AT&T and Time Warner Acquisition

12.07.2016 · Posted in Uncategorized

By: Qian Wang


Perhaps one of the most controversial and topical acquisitions that happened recently is the $85 billion acquisition deal reached between AT&T and Time Warner. As many people are familiar with AT&T, a leading multinational telecommunication conglomerate with market capitalization of $233 billion is going to acquire another media industry leader, Time Warner with a $68 billion market capitalization. Acquisition between these two titans will transform the media and telecom industries and reshape the business models on delivering video content. Over reading many of the articles on this acquisition, there are major two takeaways from this topic that are discussed most of the time. It is still a bit early to call for the deal given that a challenge most likely will happen. The magnitude of the acquisition will definitely be scrutinized under Department of Justice’s antitrust division.

Before anything becomes realistic, the deal has to pass its first challenge and perhaps the most critical block to complete the acquisition, regulatory scrutiny. Given the combined power after the acquisition, it arouses the idea of monopoly and eyes from various different legal aspects. Regulators are analyzing whether the acquisition will benefit the consumer and improve a healthy competition. Especially, they are looking for any anti-competitive behavior. The biggest concern now is the increased power that combined company would have on content distribution. On the negative side, AT&T would distribute Time Warner’s content exclusively on AT&T’s network, so it will eliminate consumer choice and destroy competition that already licenses such content. Yet, obviously, price for consumer will not go down after this transaction. Historically, regulators have been reluctant to approve cable companies’ mergers, because it might create national fear that it would put too much power into hands of distributors. Conversely, AT&T and Time Warner acquisition could increase competition across competitive streaming landscape. Integrating Time Warner, plus earlier acquisition with Direct TV into streaming bundle would allow AT&T directly to compete with online streaming content providers, such as Hulu, Netflix, and Amazon Video. Overall, it increases the competitive offerings of streaming bundles and forces others to enhance their services to keep their competitiveness.

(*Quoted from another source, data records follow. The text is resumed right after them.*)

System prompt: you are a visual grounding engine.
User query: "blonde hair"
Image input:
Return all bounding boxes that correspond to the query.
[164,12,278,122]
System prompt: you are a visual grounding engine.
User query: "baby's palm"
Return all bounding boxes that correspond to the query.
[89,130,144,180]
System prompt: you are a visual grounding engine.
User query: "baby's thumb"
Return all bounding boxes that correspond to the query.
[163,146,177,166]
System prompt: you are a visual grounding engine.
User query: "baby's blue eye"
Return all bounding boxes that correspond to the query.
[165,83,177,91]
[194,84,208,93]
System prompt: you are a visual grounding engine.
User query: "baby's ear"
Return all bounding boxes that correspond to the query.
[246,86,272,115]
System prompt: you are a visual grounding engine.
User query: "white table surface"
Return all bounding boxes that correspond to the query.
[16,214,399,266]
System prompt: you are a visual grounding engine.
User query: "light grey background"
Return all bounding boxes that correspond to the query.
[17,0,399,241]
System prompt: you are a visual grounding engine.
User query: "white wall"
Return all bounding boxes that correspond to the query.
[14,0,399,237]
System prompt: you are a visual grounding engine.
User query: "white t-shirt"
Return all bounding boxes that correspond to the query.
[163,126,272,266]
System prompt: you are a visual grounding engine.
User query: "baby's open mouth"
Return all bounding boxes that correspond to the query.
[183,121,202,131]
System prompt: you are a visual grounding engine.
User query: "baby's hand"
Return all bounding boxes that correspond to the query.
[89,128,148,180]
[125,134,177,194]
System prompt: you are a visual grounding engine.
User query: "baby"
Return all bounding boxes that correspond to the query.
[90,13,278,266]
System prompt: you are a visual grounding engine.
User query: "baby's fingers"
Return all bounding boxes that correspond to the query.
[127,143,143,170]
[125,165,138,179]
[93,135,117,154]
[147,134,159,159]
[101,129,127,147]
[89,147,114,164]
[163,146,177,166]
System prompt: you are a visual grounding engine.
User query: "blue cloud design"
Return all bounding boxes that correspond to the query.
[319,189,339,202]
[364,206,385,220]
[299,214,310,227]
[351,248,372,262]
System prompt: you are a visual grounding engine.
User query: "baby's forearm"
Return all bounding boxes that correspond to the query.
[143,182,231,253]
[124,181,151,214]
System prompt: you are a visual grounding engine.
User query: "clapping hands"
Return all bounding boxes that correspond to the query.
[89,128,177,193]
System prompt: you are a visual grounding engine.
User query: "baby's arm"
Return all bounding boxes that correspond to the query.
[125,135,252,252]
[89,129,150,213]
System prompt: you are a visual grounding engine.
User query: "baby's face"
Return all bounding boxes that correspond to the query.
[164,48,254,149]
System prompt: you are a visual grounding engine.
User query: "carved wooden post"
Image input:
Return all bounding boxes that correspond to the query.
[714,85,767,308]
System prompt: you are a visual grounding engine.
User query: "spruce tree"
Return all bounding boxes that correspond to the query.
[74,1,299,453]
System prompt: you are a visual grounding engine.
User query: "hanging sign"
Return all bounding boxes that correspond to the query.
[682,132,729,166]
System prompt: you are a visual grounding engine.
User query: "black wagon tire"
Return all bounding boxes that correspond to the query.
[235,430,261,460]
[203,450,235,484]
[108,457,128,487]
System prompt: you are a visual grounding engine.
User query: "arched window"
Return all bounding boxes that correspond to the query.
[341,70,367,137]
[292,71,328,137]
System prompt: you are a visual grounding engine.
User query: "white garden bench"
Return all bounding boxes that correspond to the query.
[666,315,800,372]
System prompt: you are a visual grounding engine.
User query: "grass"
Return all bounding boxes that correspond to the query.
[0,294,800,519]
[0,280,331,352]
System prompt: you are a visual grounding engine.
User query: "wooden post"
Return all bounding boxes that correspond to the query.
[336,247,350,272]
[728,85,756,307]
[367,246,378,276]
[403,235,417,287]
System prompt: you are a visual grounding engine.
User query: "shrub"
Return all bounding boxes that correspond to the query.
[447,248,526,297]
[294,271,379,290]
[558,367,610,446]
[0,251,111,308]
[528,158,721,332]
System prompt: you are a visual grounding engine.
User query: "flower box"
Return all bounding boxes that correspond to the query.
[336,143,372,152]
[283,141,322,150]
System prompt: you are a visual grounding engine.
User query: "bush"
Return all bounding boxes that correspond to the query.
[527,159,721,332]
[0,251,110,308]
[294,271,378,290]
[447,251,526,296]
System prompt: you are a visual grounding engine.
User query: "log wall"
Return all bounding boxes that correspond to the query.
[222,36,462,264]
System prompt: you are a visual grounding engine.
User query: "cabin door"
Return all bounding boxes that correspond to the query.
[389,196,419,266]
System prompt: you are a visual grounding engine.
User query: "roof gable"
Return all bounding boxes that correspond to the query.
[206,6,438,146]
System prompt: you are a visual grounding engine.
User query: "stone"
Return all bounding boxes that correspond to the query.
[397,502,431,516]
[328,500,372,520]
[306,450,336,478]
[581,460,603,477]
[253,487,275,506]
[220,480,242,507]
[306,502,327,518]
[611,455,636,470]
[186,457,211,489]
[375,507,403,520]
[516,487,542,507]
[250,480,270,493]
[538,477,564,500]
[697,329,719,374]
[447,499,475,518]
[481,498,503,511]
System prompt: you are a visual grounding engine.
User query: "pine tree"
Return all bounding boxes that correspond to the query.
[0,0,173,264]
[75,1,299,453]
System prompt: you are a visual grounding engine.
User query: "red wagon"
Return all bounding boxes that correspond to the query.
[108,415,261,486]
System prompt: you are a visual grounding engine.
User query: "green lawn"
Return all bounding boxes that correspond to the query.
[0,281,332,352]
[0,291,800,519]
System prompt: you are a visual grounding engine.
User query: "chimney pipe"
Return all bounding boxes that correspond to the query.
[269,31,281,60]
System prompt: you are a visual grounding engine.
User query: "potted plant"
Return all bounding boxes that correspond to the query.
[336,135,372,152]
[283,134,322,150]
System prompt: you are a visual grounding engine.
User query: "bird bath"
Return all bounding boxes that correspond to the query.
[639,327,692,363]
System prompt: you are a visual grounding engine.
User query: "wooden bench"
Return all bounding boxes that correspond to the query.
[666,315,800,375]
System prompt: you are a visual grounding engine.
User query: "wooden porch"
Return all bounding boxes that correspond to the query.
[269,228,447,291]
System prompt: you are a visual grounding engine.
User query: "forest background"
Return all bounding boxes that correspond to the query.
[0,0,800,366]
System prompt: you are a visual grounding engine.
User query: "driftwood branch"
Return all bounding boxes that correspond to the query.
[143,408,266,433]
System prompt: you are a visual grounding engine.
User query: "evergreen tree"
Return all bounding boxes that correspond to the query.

Second takeaway is the economic sense of the acquisition. Many people know that it is a huge acquisition, but how is it beneficial for both companies that let them to make such move? The deal comes with stock purchased at $107.5 a share, which AT&T offers roughly 35% premium to where Time Warner stock was trading before the news emerged. How the price justifies the benefit that will accrue from the investment? The best metric to value the investment is through the ratio of Return On Invested Capital (ROIC). Through analysts estimates, assuming 5.7% revenue growth after 2017, the acquisition earns 5% ROIC, which is equals to AT&T’s current ROIC and its Weight of Average Cost of Capital (WACC). AT&T could pay $149 per share, which is 39% higher than proposed price for Time Warner. With ROIC equal to WACC, it implies the investment neither destroys nor creates shareholder value. One other scenario, 8.7% growth rate assumes the acquisition creates higher revenue through expanded platform. This will yield 6% ROIC, and slightly higher than AT&T’s current ROIC. With 8.7% growth rate and 6% ROIC, the implied price for Time Warner is $119 per share, which is still 11% higher than the proposed price. Yet, any deals that yield higher ROIC are attractive to shareholders. Besides the ROIC, AT&T will benefit from increased data usage across its network. Also the acquisition will improve AT&T service by bring high quality original content from cable channels such as CNN to a streaming bundle and creates a

differentiated steaming package. The companies said that they aim to be the first U.S wireless company to compete national wide with cable companies by providing online bundles.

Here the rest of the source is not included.